The glut of houses on the market plus foreclosures are...

The glut of houses on the market plus foreclosures are driving down the price of homes nationwide. In some areas prices have hit the lowest point since the housing bubble burst. Despite the cute sign this house in Chagrin Falls, Ohio, has stiff odds for a sale. (May 23, 2011) Credit: AP

An index of home prices in large metropolitan areas has fallen to its lowest level since 2003, a new national report says.

Standard & Poor's Case-Schiller 20-City Composite Index fell by 3.63 percent in March compared with a year earlier. Home prices declined in every city in the index except Washington, D.C., which gained 4.3 percent. The biggest drop was in Minneapolis where prices fell by 10 percent in March compared with a year earlier.

Locally, prices in the metropolitan area fell by 3.4 percent during that time. "Home prices continue on their downward spiral with no relief in sight," said Standard & Poor's index committee chairman David Blitzer in announcing the figures. The rebound in prices in 2009 and 2010 was largely due to a now-expired federal tax credit for first-time home buyers, he said.

"Excluding the results of that policy, there has been no recovery or even stabilization in home prices during or after the recent recession."

The latest price data underscored the economic downturn's tenacity as unemployment remains stubbornly high -- around 9 percent -- while many homeowners struggle to pay for homes worth less than their mortgages.
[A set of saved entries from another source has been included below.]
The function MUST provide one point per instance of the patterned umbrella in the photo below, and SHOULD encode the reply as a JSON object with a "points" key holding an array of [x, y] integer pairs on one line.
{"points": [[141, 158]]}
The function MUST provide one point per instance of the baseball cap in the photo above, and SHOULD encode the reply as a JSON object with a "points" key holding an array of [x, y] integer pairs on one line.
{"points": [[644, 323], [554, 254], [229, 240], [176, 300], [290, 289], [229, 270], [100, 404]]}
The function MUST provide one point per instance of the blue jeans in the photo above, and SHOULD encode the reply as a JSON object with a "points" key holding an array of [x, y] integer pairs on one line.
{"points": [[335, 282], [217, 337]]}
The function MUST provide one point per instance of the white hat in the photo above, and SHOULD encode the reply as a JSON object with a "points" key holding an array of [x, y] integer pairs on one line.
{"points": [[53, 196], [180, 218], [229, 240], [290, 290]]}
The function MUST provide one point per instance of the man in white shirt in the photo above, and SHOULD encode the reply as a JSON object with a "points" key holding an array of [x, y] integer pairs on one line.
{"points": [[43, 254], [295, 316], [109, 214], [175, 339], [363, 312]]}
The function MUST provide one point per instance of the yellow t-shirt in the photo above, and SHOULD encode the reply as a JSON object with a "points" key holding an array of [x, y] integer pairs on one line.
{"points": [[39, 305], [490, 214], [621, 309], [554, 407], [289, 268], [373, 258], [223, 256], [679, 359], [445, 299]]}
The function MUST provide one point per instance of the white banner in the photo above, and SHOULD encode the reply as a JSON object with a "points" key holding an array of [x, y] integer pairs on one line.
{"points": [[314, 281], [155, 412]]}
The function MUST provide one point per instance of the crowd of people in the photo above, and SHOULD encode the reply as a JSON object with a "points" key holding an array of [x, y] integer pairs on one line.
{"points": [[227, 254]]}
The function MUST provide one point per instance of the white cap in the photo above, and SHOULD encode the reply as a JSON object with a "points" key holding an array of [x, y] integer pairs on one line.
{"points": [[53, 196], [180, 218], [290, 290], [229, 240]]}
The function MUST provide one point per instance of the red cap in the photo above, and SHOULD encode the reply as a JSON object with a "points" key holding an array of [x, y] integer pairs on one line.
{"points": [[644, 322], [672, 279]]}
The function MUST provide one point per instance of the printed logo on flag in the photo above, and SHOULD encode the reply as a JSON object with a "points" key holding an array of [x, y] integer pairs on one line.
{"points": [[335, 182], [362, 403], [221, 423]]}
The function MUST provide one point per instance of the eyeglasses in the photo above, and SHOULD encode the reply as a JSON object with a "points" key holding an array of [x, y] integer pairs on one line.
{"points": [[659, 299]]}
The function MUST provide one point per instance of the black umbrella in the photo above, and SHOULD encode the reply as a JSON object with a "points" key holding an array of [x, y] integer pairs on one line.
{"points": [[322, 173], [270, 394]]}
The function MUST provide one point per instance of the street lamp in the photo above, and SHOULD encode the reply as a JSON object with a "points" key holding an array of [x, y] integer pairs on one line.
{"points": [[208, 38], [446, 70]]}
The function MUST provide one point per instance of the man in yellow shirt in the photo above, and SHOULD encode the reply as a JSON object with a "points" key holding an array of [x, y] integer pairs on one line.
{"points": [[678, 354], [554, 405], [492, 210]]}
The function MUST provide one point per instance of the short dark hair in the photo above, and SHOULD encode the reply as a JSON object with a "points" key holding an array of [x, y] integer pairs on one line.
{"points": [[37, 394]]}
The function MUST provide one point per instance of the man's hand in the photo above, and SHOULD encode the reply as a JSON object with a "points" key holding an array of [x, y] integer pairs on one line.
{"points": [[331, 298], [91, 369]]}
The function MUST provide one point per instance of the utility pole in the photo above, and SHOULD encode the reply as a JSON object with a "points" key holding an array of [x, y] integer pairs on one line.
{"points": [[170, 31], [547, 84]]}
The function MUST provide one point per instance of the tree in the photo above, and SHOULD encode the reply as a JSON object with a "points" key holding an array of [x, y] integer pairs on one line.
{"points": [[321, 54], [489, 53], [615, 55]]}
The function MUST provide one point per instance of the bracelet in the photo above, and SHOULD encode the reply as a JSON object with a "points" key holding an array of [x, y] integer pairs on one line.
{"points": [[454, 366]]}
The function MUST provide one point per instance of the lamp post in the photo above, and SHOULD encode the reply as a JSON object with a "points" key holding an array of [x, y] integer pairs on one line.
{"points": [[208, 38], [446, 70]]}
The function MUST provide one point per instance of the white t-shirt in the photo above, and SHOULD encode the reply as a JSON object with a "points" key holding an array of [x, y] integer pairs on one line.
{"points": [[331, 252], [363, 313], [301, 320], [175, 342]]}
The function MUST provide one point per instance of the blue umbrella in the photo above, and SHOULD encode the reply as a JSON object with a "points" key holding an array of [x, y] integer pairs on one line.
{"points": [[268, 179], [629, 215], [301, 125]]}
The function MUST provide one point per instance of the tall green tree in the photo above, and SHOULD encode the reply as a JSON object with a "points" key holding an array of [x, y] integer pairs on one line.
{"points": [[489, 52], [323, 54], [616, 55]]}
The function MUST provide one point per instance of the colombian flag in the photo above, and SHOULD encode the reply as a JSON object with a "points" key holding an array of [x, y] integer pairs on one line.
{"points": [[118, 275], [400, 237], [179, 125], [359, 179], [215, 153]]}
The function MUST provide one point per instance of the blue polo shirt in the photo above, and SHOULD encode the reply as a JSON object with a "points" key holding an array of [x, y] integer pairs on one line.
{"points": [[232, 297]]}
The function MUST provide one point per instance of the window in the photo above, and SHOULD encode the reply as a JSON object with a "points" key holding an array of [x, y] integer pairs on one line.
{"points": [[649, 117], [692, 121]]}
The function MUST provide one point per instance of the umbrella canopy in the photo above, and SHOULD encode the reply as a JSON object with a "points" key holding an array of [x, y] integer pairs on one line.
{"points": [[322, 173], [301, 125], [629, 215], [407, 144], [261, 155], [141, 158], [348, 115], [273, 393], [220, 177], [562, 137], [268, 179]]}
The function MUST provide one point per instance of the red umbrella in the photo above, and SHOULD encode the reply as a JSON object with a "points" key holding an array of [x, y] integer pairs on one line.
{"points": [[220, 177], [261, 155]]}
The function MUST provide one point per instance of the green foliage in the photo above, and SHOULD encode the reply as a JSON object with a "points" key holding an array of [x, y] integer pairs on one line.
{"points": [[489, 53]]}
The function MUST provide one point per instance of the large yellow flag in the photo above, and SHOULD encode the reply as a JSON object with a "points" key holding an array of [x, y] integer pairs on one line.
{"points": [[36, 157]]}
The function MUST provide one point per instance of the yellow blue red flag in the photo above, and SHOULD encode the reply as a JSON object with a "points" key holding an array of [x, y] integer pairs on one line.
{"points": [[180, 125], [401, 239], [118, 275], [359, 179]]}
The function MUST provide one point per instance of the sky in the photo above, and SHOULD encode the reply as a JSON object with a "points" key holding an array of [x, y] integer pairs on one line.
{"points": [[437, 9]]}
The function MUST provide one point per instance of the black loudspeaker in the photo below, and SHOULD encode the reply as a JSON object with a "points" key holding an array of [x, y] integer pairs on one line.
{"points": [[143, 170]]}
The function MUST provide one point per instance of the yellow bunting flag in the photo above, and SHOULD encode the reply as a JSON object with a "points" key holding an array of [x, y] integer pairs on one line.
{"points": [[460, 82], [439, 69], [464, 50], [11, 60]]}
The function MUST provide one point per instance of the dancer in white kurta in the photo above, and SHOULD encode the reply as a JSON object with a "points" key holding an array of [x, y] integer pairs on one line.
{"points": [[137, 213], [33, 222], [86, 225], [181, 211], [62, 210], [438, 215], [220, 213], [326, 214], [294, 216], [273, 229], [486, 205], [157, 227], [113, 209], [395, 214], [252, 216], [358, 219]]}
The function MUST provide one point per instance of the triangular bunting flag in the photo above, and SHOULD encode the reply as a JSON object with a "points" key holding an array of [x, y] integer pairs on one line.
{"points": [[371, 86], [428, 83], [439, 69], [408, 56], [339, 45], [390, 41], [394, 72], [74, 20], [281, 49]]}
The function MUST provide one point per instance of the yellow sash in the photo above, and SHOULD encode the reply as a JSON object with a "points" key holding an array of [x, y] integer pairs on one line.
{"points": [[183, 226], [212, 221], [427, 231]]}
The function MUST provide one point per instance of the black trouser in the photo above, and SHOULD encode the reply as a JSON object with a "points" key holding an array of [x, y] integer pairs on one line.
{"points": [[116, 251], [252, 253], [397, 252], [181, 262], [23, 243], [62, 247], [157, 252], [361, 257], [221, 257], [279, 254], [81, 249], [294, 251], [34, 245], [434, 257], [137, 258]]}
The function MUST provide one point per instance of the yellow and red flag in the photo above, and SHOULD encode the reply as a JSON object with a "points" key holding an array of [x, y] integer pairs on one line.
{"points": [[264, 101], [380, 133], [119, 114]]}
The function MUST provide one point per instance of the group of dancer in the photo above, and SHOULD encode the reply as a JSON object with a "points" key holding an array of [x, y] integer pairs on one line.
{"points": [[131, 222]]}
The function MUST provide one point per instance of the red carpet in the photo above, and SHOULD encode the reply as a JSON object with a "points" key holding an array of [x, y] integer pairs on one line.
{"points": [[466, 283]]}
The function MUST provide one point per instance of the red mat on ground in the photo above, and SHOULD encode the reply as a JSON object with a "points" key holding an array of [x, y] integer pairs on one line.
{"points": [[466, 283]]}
Home ownership has fallen, dropping to 66.4 percent in the first quarter compared with a peak in the past decade of 69.4 percent in 2004, according to census data.

Kate Koplinka, a broker associate at Coldwell Banker in Moriches, said convincing owners who bought at the top of the market to take a financial hit to sell their homes is a hard part of her job.

"There's a price to stay and there's a price to go," Koplinka said. "If they want to move down to Florida to be with family . . . maybe it's better for them to take the loss." She encourages people who want to sell in the next few years to do so because "the forecasts are not looking too optimistic."

National Association of Realtors spokesman Walter Molony said prices were in a trough and would begin to improve next year. "Foreclosures appear to be peaking and will be gradually declining next year as the toxic loan resets work their way through the market, and fairly stable prices keep additional households from going under water," Molony said in an email.

According to the real estate Web site Trulia.com, condo and single-family homeowners have reduced their asking price on 25.9 percent of the 20,132 listings in Suffolk County and 28.7 percent of listings in Nassau County in the past year.

When Jeni Pentola and her husband were expecting their second child in 2007, they wanted to move out of the two-bedroom co-op at Forest Green in Islip to have more space. Before the market dropped, other co-ops were selling for $220,000, but by September of that year buyers had evaporated. They listed their property for $189,000 and have since dropped the price to $119,000, a price still higher than the $108,000 they paid in 2003.
"We are absolutely totally stuck in limbo," said Pentola, a 35-year-old Spanish interpreter. People come to look at the co-op, but lately they either don't have the credit to buy or they are still looking, she said.

"They're pickier because there's more to choose from," she said.